About three times the size of a baseball infield whose fan-like shape it resembles, one end (think of Home Plate) is tilted downward towards the foot of a smooth slope, paved and patterned with ceramic-like bricks. This is the 12th Century heart of 21st Century Siena. The wide end is lined with sidewalk cafes that offer satisfying people-watching for not unreasonable prices. The other, lower end, is lined with public buildings and emphasized with a gracefully proportioned tower that looks like a punctuation mark.
The rings of narrow, curbless, cobbled and tiled streets outside the plaza follow the curve of the fan. I doubt that the sun ever shines directly into more than a few feet of any street, and even then, briefly. As a result, the open plazas are sudden bowls of sunshine. The Piazzo del Campo, in particular, is especially dramatic.
The innermost of the half-concentric rings is pierced at various points with sharply descending arched tunnels. As you make your way down the steps or ramps and pass through, your slight claustrophobia is suddenly and powerfully relieved by the broad, open expanse of the amphitheater in front of and to either side of you. Here’s another view, courtesy of the WikiPedia page.
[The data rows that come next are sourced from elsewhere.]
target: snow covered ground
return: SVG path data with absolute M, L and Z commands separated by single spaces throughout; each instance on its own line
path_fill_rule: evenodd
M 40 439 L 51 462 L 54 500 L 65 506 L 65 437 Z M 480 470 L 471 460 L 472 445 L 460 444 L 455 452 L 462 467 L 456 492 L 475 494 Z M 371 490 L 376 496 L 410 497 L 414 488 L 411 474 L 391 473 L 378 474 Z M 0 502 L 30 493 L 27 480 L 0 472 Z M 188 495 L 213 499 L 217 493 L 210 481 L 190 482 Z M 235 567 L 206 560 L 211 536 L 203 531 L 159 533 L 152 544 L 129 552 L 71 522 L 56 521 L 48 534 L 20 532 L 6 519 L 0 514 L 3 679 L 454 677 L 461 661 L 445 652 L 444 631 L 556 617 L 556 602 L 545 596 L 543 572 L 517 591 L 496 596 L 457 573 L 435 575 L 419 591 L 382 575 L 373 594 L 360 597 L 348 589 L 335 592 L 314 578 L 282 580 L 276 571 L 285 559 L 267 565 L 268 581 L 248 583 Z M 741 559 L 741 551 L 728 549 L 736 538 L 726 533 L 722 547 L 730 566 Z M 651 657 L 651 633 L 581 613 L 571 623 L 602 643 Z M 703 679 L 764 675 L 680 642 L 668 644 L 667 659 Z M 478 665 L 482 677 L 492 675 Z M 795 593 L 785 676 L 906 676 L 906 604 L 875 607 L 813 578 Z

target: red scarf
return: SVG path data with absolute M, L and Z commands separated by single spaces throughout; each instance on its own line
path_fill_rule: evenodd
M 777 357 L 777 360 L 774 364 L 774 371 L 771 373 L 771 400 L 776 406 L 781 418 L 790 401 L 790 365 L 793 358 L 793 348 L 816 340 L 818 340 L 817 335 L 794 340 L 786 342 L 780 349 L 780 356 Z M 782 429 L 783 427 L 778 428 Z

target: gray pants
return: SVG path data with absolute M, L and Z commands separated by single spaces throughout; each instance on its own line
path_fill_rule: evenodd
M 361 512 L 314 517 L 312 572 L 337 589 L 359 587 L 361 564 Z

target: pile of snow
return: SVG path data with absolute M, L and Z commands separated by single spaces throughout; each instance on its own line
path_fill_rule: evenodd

Today’s soft, intermitent rain was hardly a discouragement. The photographer enjoys reflective slate surfaces and flat lighting. It’s quite correctly called “portrait lighting.” Alas, a few minutes after arrival, that bit of romance gave way to sunshine. Only here can the arrival of sunshine be considered a loss.
Click on any photo enlarge it. There’s more text below the photos.
In case you wonder why the name “Siena” is familiar, look in your box of Crayola Crayons. The fired bricks of the plaza’s pavement gave the world the color you now call, “Burnt Siena.”